At the Strathmore Library, we are thankful to have Marigold Library System Headquarters nearby. Not only does it mean IT support is close at hand, but it also means we benefit from frequent deliveries of new and borrowed items for our patrons.

Here are some of the titles I have enjoyed this month:

  • Anxious People by Fredrik Backman – you might recognize this author from his popular novel A Man Called Ove. His newest book has all the charm of his first, but has the added fun of a mystery that pulls the rug out from under you every time you think you know what is going on. This was a wonderful read.
  • The Finder by Calgarian author Will Ferguson was another book that kept me guessing. This novel is a bit of a puzzle, jumping all over the world in search of a mysterious figure who seems to be collecting famous lost objects like Buddy Holly’s glasses and the last reel of Alfred Hitchcock’s first film. You never get the sense that you have a firm grasp of what’s going on in this one, which has led to some mixed reviews, but I enjoyed the blend of mystery, travel writing, and intriguing characters.
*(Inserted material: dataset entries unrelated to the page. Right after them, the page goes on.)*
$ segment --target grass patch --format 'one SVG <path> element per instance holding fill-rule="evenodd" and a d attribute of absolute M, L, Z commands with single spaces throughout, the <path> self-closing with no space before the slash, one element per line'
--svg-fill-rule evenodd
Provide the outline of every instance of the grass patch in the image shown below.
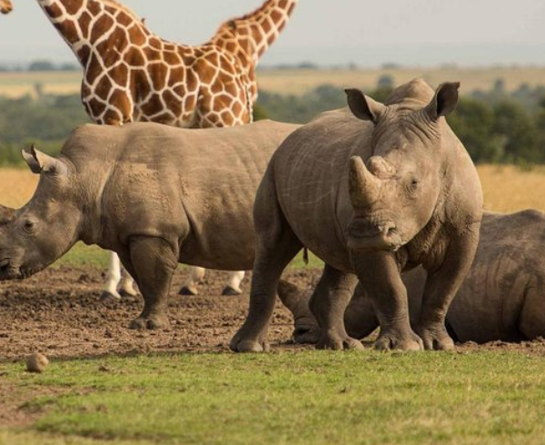
<path fill-rule="evenodd" d="M 531 444 L 545 434 L 544 365 L 519 352 L 277 351 L 4 371 L 29 392 L 65 390 L 31 401 L 44 415 L 25 431 L 37 438 L 28 444 L 46 443 L 41 433 L 114 443 Z"/>

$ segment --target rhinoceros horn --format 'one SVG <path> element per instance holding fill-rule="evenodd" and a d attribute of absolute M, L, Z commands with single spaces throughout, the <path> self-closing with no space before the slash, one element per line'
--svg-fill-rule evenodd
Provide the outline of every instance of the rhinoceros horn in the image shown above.
<path fill-rule="evenodd" d="M 0 204 L 0 225 L 7 224 L 15 217 L 15 209 Z"/>
<path fill-rule="evenodd" d="M 350 158 L 348 178 L 350 200 L 354 208 L 368 208 L 379 199 L 381 180 L 367 170 L 360 156 Z"/>
<path fill-rule="evenodd" d="M 30 153 L 23 150 L 21 154 L 33 173 L 39 174 L 42 172 L 45 172 L 64 174 L 67 172 L 67 167 L 64 163 L 36 150 L 36 146 L 34 143 L 32 147 L 30 147 Z"/>

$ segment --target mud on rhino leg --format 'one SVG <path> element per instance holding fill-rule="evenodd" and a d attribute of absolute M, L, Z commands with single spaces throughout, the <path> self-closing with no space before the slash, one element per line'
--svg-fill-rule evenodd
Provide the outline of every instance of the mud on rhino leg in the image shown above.
<path fill-rule="evenodd" d="M 198 295 L 197 286 L 204 280 L 204 273 L 206 273 L 206 269 L 197 266 L 192 267 L 189 277 L 178 292 L 178 295 Z"/>
<path fill-rule="evenodd" d="M 178 265 L 177 246 L 162 238 L 133 237 L 129 241 L 132 271 L 144 297 L 144 309 L 129 329 L 168 328 L 168 293 Z"/>
<path fill-rule="evenodd" d="M 363 349 L 363 345 L 350 337 L 344 329 L 344 312 L 357 282 L 356 275 L 325 265 L 309 303 L 322 331 L 317 349 Z"/>
<path fill-rule="evenodd" d="M 454 349 L 445 318 L 451 302 L 473 262 L 478 242 L 479 225 L 459 234 L 446 249 L 442 264 L 437 270 L 428 272 L 421 318 L 415 328 L 426 350 Z"/>
<path fill-rule="evenodd" d="M 353 262 L 362 287 L 372 299 L 381 325 L 375 348 L 381 351 L 420 351 L 421 339 L 409 321 L 407 289 L 391 252 L 359 253 Z"/>

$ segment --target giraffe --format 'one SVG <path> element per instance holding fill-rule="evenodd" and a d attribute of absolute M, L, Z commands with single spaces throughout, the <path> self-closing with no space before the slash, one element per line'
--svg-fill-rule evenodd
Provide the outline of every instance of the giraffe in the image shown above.
<path fill-rule="evenodd" d="M 13 8 L 14 6 L 9 0 L 0 0 L 0 13 L 9 14 Z"/>
<path fill-rule="evenodd" d="M 225 22 L 201 45 L 160 38 L 115 0 L 37 2 L 82 65 L 82 102 L 96 124 L 209 128 L 252 122 L 255 66 L 297 0 L 266 0 L 253 13 Z M 196 292 L 203 272 L 193 269 L 184 293 Z M 243 272 L 233 273 L 224 293 L 240 293 L 243 278 Z M 103 295 L 120 298 L 120 280 L 119 258 L 112 253 Z M 134 293 L 126 273 L 121 288 Z"/>

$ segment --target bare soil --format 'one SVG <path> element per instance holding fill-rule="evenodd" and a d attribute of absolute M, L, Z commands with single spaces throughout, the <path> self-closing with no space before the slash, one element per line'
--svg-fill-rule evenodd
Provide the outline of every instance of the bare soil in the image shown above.
<path fill-rule="evenodd" d="M 318 269 L 290 270 L 284 278 L 310 292 L 320 272 Z M 171 327 L 164 331 L 127 329 L 140 314 L 142 297 L 126 297 L 105 306 L 100 300 L 103 277 L 96 269 L 61 267 L 25 281 L 0 282 L 0 364 L 20 362 L 24 371 L 25 359 L 35 351 L 50 361 L 160 351 L 228 351 L 229 341 L 246 315 L 251 273 L 243 282 L 243 295 L 222 296 L 227 274 L 215 271 L 207 272 L 200 295 L 177 295 L 184 273 L 181 270 L 174 278 L 169 305 Z M 311 348 L 292 344 L 292 330 L 290 312 L 277 302 L 269 331 L 272 347 Z M 372 347 L 372 342 L 364 344 Z M 469 342 L 458 345 L 457 350 L 459 353 L 493 350 L 545 355 L 545 341 Z M 26 402 L 63 391 L 39 387 L 28 391 L 10 384 L 3 375 L 0 367 L 0 427 L 32 423 L 41 413 Z"/>
<path fill-rule="evenodd" d="M 302 288 L 312 285 L 320 271 L 290 271 Z M 208 271 L 200 295 L 177 295 L 186 272 L 179 271 L 170 298 L 171 328 L 127 329 L 142 310 L 140 295 L 105 306 L 100 300 L 103 277 L 96 269 L 48 269 L 25 281 L 0 283 L 0 361 L 21 361 L 36 351 L 51 359 L 126 355 L 151 351 L 228 351 L 231 337 L 248 308 L 244 293 L 222 296 L 227 273 Z M 251 273 L 247 274 L 248 277 Z M 289 341 L 290 312 L 278 302 L 270 330 L 272 345 Z"/>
  • The Brilliant Life of Eudora Honeysett by Annie Lyons was an enchanting story that brought me to tears. Eudora Honeysett is an eighty-five year old woman who has decided to end her life. When a new family moves in next door, those plans are complicated by the unstoppable affection of ten-year-old Rose. As their friendship grows, we learn more about Eudora’s past and how a promise made in childhood directed her life of sacrifice. Although the writing was a bit heavy-handed at times, the charming, well-rounded characters and the beauty of the story make this book well worth your time.
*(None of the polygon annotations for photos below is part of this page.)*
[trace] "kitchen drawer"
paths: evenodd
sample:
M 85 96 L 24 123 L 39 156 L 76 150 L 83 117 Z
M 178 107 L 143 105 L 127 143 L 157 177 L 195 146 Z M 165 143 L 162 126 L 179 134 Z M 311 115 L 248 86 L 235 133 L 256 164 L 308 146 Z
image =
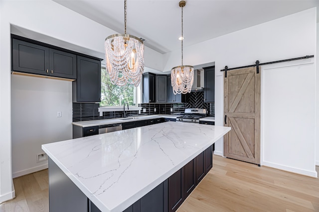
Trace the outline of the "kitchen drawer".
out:
M 215 125 L 215 122 L 210 122 L 209 121 L 199 121 L 199 124 L 202 125 Z
M 99 126 L 83 128 L 83 137 L 99 134 Z

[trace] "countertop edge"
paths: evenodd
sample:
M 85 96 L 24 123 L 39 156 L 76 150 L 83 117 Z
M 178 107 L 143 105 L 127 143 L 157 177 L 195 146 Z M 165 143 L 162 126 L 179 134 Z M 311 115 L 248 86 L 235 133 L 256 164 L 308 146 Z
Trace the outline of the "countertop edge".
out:
M 181 168 L 183 166 L 186 165 L 188 162 L 194 159 L 196 156 L 199 154 L 201 152 L 203 151 L 205 149 L 208 148 L 210 145 L 212 145 L 216 141 L 222 138 L 225 134 L 229 132 L 231 130 L 230 128 L 227 127 L 227 129 L 223 131 L 222 133 L 221 133 L 217 137 L 215 137 L 212 141 L 207 143 L 205 145 L 203 145 L 201 148 L 187 157 L 184 160 L 180 162 L 179 164 L 176 165 L 173 168 L 171 169 L 167 172 L 164 173 L 161 176 L 159 176 L 156 180 L 152 182 L 152 183 L 149 185 L 146 185 L 142 190 L 140 190 L 137 193 L 132 196 L 130 198 L 128 198 L 126 200 L 124 201 L 121 204 L 117 206 L 113 209 L 109 209 L 104 205 L 100 200 L 97 198 L 94 195 L 90 192 L 86 188 L 85 186 L 82 184 L 80 181 L 79 181 L 76 177 L 75 177 L 72 173 L 68 170 L 67 168 L 63 166 L 63 165 L 60 162 L 58 159 L 53 155 L 51 152 L 46 148 L 45 145 L 42 145 L 42 149 L 46 153 L 49 157 L 52 159 L 52 160 L 56 164 L 56 165 L 64 172 L 64 173 L 68 176 L 68 177 L 71 180 L 71 181 L 80 189 L 80 190 L 90 199 L 92 202 L 96 205 L 97 207 L 101 211 L 103 212 L 117 212 L 122 211 L 125 210 L 130 206 L 132 205 L 137 200 L 141 199 L 148 192 L 152 191 L 154 188 L 156 187 L 160 184 L 161 183 L 169 177 L 171 176 L 176 171 L 178 171 L 179 169 Z

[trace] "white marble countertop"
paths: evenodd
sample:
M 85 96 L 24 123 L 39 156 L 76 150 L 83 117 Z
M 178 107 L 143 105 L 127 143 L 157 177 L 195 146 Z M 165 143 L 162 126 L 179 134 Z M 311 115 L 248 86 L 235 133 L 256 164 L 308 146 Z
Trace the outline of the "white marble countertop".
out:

  • Don’t Label Me: An Incredible Conversation for Divided Times (alternate title: How to Do Diveristy Without Inflaming the Culture Wars) by Irshad Manji is my non-fiction recommendation. I’m only halfway through, but this book deserves reflective and thoughtful attention. The main premise of the book is that when we let labels stand in for people with whom we disagree, we disregard their individuality, reducing them to a set of stereotypes. She gives advice for approaching conversations with humility, not looking for reasons to be offended, and tackles loaded topics like freedom of expression, white fragility and safe spaces. While the subject matter is heavy, the book is incredibly readable – most chapters are under 5 pages. It took me a few minutes to get past the book’s conceit, which is that it is presented as the author’s conversation with her elderly blind rescue dog. While unusual, this format allows for some humour to lighten the tone.
  • If You Lived Here by Giles Laroche is a children’s non-fiction title that anyone interested in architecture or different cultures would enjoy. Each page shows a home from a different time and place in history, from homes carved out of a cave in Spain to floating green houses in the Netherlands. Descriptions provide reasons for each home’s unique features, and a map at the end of the book helps you situate them in the world. The artist’s hand-cut collage illustrations are intricate and masterful.

If you live here, we hope to see you come down to the library to discover something new this month. It is a delight to be able to welcome you back to browse the shelves and find something to make you laugh, cry, or get you thinking.